Disclosures: Allen serves on the scientific advisory board for the Lustgarten Foundation. Brand has submitted a research proposal to Biologic Dynamics.
Deborah Levenson is a freelance writer in College Park, Maryland. +Email: [email protected]
A PERSONALIZED Vaccine for Pancreatic Cancer?
A small trial recently found that half of pancreatic ductal adenocarcinoma (PDAC) patients who received a personalized mRNA cancer vaccine after surgery had no tumor recurrence 18 months later (Nature 2023; doi: 10.1038s41586-023-06063-y).
The vaccine is designed to help immune cells recognize specific neoantigens on patients’ pancreatic cells. Previous research has shown that pancreatic cancer survivors had a stronger response to neoantigens from T cells than those who do not survive.
Researchers at Memorial Sloan Kettering Cancer Center (MSKCC) used mRNA technology to target 19 pancreatic cancer surgery patients’ own tumor neoantigens. Five had stage 1 disease, eight had stage 2, and six had stage 3 cancer. After removal of tumors, the researchers shipped samples to BioNTech in Germany, where the company analyzed the genetic makeup of neoantigens.
BioNTech produced personalized vaccines designed to train each patient’s immune system to attack the tumors using mRNA. All patients received the immune checkpoint inhibitor atezolizumab before getting the vaccine in nine doses over several months.
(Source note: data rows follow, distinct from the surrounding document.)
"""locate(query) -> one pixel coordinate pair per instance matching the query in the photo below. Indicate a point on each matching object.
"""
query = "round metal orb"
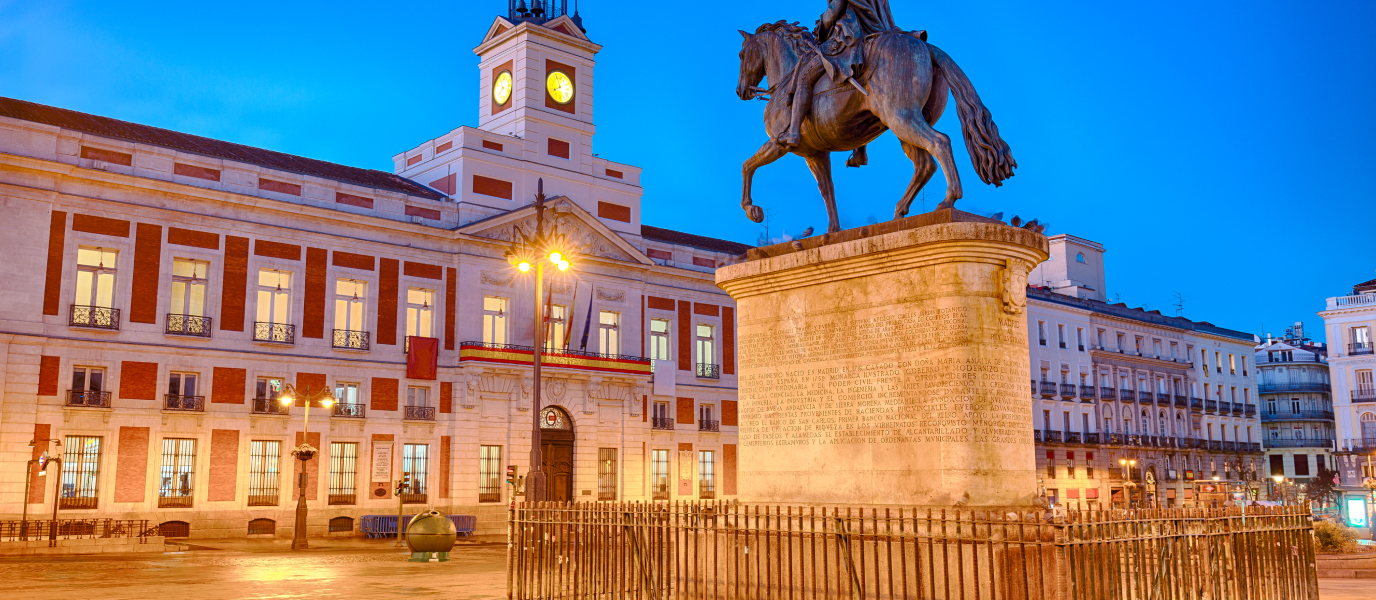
(431, 531)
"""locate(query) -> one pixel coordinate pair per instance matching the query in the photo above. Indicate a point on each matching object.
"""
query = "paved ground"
(267, 569)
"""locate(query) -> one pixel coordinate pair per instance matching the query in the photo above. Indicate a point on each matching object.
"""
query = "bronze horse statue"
(906, 83)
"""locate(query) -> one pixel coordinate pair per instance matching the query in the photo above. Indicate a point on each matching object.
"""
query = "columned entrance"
(556, 453)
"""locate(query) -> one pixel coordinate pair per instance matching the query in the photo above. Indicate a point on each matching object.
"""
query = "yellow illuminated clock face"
(560, 87)
(502, 87)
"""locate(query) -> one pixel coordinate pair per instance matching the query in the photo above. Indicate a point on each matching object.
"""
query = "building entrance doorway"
(556, 453)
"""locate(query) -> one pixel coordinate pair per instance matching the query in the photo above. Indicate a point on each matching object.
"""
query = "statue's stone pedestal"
(888, 365)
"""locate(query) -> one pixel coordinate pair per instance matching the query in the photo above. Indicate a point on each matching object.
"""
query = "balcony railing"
(420, 413)
(346, 339)
(348, 410)
(1294, 387)
(278, 333)
(94, 317)
(511, 354)
(88, 398)
(189, 325)
(179, 402)
(269, 406)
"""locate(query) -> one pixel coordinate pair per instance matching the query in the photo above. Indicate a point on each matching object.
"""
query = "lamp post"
(526, 252)
(303, 453)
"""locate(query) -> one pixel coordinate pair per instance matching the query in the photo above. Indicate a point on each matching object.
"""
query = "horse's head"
(751, 65)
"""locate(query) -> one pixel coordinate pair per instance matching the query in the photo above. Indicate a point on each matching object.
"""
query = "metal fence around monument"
(684, 551)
After the eighth dose, patients also received standard chemotherapy drugs, followed by a ninth dose. Sixteen of 19 patients remained well enough to get at least some of the vaccine doses. In half these patients, the vaccines activated T cells that could recognize the pancreatic cancer specific to the patient.
Using a novel computational strategy, the researchers showed that T cells that recognized the neoantigens were not found in patients’ blood before vaccination. Among eight patients with strong immune responses, half had T cells that targeted more than one vaccine neoantigen.
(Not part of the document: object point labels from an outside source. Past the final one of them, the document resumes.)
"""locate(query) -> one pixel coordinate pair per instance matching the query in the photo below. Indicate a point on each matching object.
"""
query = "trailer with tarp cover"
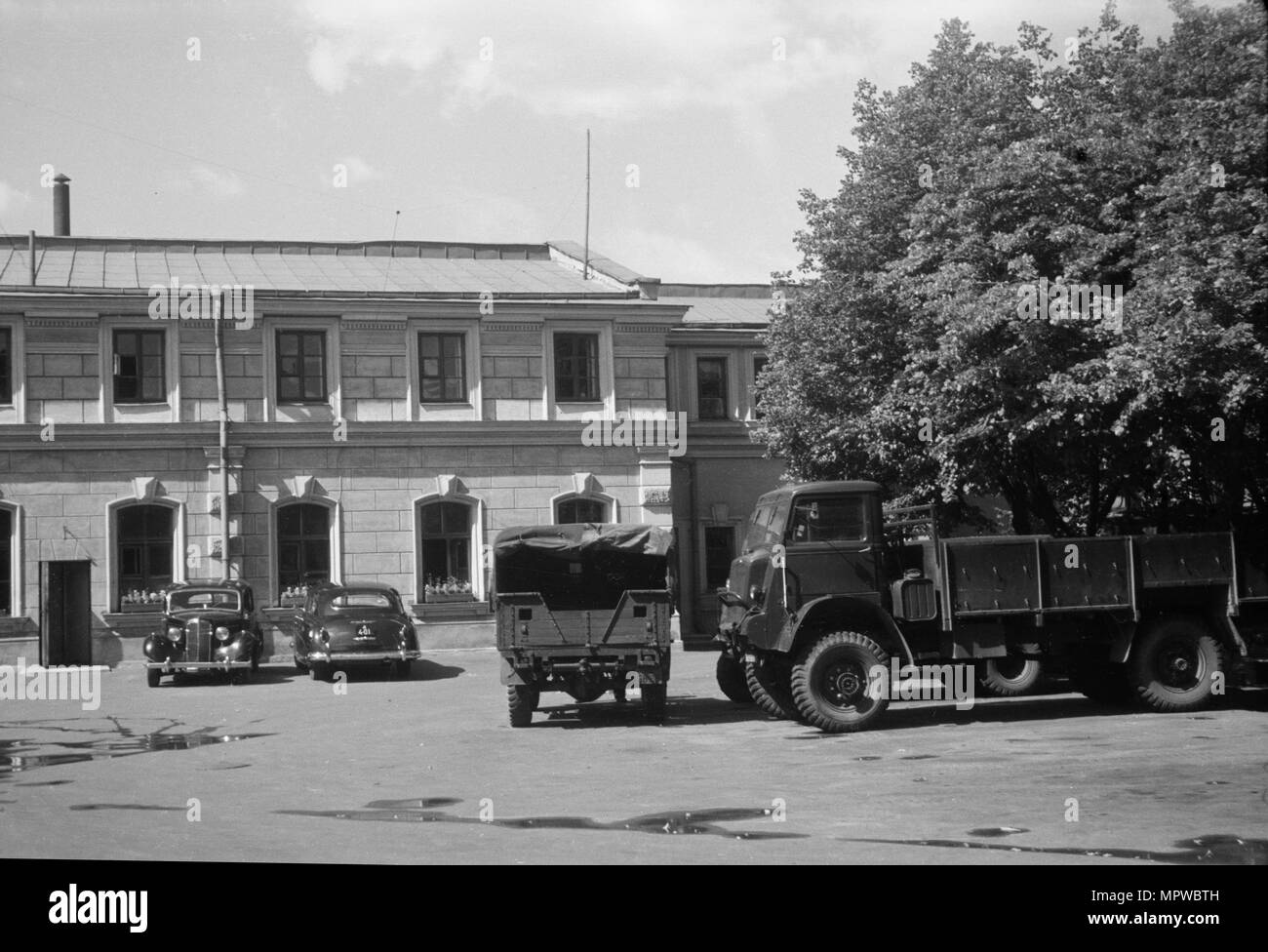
(583, 609)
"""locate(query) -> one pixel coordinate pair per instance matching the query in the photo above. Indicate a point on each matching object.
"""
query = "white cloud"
(610, 59)
(12, 198)
(219, 182)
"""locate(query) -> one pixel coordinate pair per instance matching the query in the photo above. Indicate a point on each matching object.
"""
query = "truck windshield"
(759, 529)
(828, 520)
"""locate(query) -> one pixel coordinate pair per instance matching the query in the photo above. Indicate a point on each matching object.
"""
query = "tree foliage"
(1120, 164)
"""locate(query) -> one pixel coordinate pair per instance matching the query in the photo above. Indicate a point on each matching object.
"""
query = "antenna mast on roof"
(584, 271)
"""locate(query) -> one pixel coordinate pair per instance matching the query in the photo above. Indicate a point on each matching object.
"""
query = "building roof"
(721, 304)
(376, 267)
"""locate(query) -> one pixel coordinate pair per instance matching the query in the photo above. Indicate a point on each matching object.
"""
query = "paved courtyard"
(427, 771)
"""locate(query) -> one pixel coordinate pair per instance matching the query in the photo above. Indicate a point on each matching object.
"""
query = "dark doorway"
(64, 613)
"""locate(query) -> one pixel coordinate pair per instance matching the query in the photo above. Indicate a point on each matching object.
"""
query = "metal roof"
(300, 267)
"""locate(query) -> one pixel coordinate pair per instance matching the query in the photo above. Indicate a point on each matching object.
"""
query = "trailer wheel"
(732, 680)
(521, 700)
(654, 702)
(1009, 677)
(1173, 665)
(770, 684)
(831, 682)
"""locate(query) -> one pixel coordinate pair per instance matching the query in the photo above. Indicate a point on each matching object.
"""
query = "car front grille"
(198, 640)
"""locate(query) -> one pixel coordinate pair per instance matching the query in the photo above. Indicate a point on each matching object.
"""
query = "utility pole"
(222, 397)
(584, 271)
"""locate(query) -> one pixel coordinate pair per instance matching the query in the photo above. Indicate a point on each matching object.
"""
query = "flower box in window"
(451, 589)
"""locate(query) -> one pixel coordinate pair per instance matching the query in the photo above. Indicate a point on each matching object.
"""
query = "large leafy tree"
(904, 355)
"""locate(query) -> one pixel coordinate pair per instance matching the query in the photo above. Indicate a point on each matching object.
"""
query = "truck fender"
(818, 614)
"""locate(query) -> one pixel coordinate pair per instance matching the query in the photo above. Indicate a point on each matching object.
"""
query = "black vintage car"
(206, 626)
(358, 624)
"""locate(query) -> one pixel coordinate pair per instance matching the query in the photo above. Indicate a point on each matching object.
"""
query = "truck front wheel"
(1174, 664)
(832, 681)
(1009, 677)
(732, 680)
(770, 684)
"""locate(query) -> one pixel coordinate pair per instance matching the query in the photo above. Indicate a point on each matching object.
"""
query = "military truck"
(831, 587)
(583, 609)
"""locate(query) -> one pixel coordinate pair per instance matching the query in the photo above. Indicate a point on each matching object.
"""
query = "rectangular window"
(575, 367)
(139, 367)
(302, 367)
(5, 568)
(711, 388)
(759, 367)
(442, 368)
(719, 551)
(5, 365)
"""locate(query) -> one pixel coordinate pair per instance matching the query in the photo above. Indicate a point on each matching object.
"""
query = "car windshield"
(356, 602)
(195, 599)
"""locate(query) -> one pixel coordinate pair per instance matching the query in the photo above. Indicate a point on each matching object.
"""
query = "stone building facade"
(393, 406)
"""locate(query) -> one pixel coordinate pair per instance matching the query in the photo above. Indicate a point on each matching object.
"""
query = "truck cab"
(806, 541)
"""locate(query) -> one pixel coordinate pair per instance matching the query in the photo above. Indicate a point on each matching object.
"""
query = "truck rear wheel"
(1009, 677)
(770, 684)
(654, 702)
(732, 680)
(831, 681)
(521, 700)
(1174, 663)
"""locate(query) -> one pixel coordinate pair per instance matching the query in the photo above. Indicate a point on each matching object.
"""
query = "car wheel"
(732, 680)
(521, 700)
(770, 684)
(832, 681)
(1009, 677)
(654, 702)
(1173, 667)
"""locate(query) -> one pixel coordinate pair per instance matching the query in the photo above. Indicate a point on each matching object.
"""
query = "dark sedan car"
(206, 626)
(359, 624)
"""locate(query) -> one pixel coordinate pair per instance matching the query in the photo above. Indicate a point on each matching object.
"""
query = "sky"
(464, 121)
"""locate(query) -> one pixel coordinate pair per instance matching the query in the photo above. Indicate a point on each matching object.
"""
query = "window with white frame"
(578, 508)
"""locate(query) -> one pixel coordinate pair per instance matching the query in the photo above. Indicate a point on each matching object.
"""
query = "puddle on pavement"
(24, 754)
(1217, 849)
(670, 823)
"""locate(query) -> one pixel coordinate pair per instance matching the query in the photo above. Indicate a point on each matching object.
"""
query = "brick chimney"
(61, 206)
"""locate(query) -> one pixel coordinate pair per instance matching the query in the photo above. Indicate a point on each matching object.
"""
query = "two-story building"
(392, 406)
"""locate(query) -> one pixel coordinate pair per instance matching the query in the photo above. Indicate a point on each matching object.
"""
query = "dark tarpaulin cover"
(583, 564)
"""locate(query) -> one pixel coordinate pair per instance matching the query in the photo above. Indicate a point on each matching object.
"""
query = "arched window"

After 18 months, patients who had strong T cell responses to the vaccine were cancer-free. Among patients whose immune systems didn’t respond to the vaccine, the cancer recurred within an average of just over a year. In just one patient with a strong response, T cells produced by the vaccine seem to have eliminated a small tumor that had spread to the liver.
These results suggest that the T cells activated by the vaccines kept the pancreatic cancers in check, researchers noted.
In the paper, the authors say their results must be replicated in larger studies. In October, MSKCC announced a new trial to test the vaccine in 260 patients at nearly 80 sites around the world.